RSLogix 5000 Tutorial - MapInputs - Rungs 0 to 7
RSLogix 5000 Tutorial - MapInputs - Rungs 8 to 15

That’s all the inputs we’re going to have for this tutorial. If you had more input cards in your application, you’d add more routines in the MapInputs routine and more DINT tags for holding the state of the inputs during the logic scan.

Next time I’ll describe how to map your outputs, which is actually a bit different.


6 comments

  • Chris Van · June 9, 2010 at 11:41 am

    First of all, thanks for taking the time to write this tutorial, I’ve been looking for some sort of instruction to get me started programming in ladder logic on RSLogix 5000 and this has been a big help, especially your explaination as to why you write things the way you do.

    I’ve worked through every step of the tutorial today and in doing so I noticed that you only create the LI01 tag in the MapInputs program – for this tag to be used in the other programs (I first noticed this when writing the Fa_Critical routine in the Faults program) I copied the entry for LI01 in the tag explorer and pasted it into the Program Tags section for each of other programs. Later on I found that I had to do the same with the FC tag created in Fa_Critical in order to reference it in Bc_CycleStart of the WashingMachine Program.

    I am not quite sure if this was the right thing to do, but it seems to work okay for the time being – whether the contents of tag are passed between the different programs is something I haven’t tested so far.

    Once again, thanks for writing the tutorial, I hope you findthe time to finish it soon.

  • Author comment by Scott Whitlock · June 9, 2010 at 12:10 pm

    Hi Chris,

    When I create the LI01 tag, take care to notice the “Scope” box on that dialog. I have it set to RSLogix5000_Tutorial, which should make it a controller tag. By default, the first time you create a tag, it will create it as program scope, so you have to change this to controller scope. Once you do that, I think all subsequent tags will default to controller scope.

    You can separate your tags out into controller and program scope. LI01 should definitely be controller, since it represents I/O which affects everything. I hope that helps.

    - Scott

  • Chris Van · June 10, 2010 at 4:06 am

    At least the fix is simple! All I needed to do to correct my mistake was copy paste the LI01 and FC tags into the controller tags database, then delete the entries I previously created for them in the relevant programs tag databases, acknowledging that this will cause the tag references in each routine to now refer to the newly created controller tags. If only variable management was this simple and explicit in all programming languages!
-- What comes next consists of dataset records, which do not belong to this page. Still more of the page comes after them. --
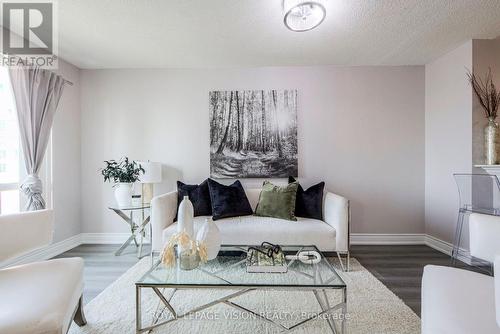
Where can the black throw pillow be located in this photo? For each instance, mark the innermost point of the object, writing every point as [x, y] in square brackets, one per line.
[228, 201]
[309, 203]
[199, 195]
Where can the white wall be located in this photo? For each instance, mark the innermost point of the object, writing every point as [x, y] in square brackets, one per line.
[66, 157]
[361, 129]
[448, 133]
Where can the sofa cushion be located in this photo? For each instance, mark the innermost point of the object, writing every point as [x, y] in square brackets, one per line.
[228, 201]
[309, 203]
[199, 195]
[276, 201]
[253, 230]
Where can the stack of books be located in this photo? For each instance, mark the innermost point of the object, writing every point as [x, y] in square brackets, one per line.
[259, 262]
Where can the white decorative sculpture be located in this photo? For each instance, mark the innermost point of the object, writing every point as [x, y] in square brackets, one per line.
[185, 217]
[309, 257]
[209, 235]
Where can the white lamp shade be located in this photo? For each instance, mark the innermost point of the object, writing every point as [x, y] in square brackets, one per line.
[152, 172]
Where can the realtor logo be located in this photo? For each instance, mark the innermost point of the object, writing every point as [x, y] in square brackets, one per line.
[28, 33]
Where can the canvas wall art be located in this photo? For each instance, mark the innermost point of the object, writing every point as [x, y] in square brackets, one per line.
[253, 133]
  • Fernando Vivanco · July 12, 2010 at 5:34 pm

    Thanks for this tutorial, I am integrator and I have experience in Micrologix, SLC500 and PLC5 but, it is the first time that I have to work with platform Controllogix. This toutoria has been useful for me.

    Thanks a lot.

  • ivirban · February 11, 2011 at 2:35 pm

    Thanks for tips!
    I’ve never seen your method before (seen lots of programs so far), I admit I also used CPS instruction.
    Question related:
    If you have a UDT and want a “alias” to a IO point from a member (which you can’t now) which option will you describe as best use:
    1- directly in IO map routine XIC+OTE to UDT member, or
    2- XIC+OTE from mapped Input to UDT member? IF this one, in same routine? Right under mapped input assigment?

  • Author comment by Scott Whitlock · February 11, 2011 at 5:43 pm

    @ivirban – If you feel you need to organize your I/O into UDT, then I suggest replacing the LIxxx DINT’s with your UDTs, and just use XIC+OTE to go right to the UDT. However, I caution against using UDT’s at all for this because you can’t edit a UDT without downloading the CPU. That’s the reason I used a stand-alone DINT for each input card. It provides more flexibility when you’re online.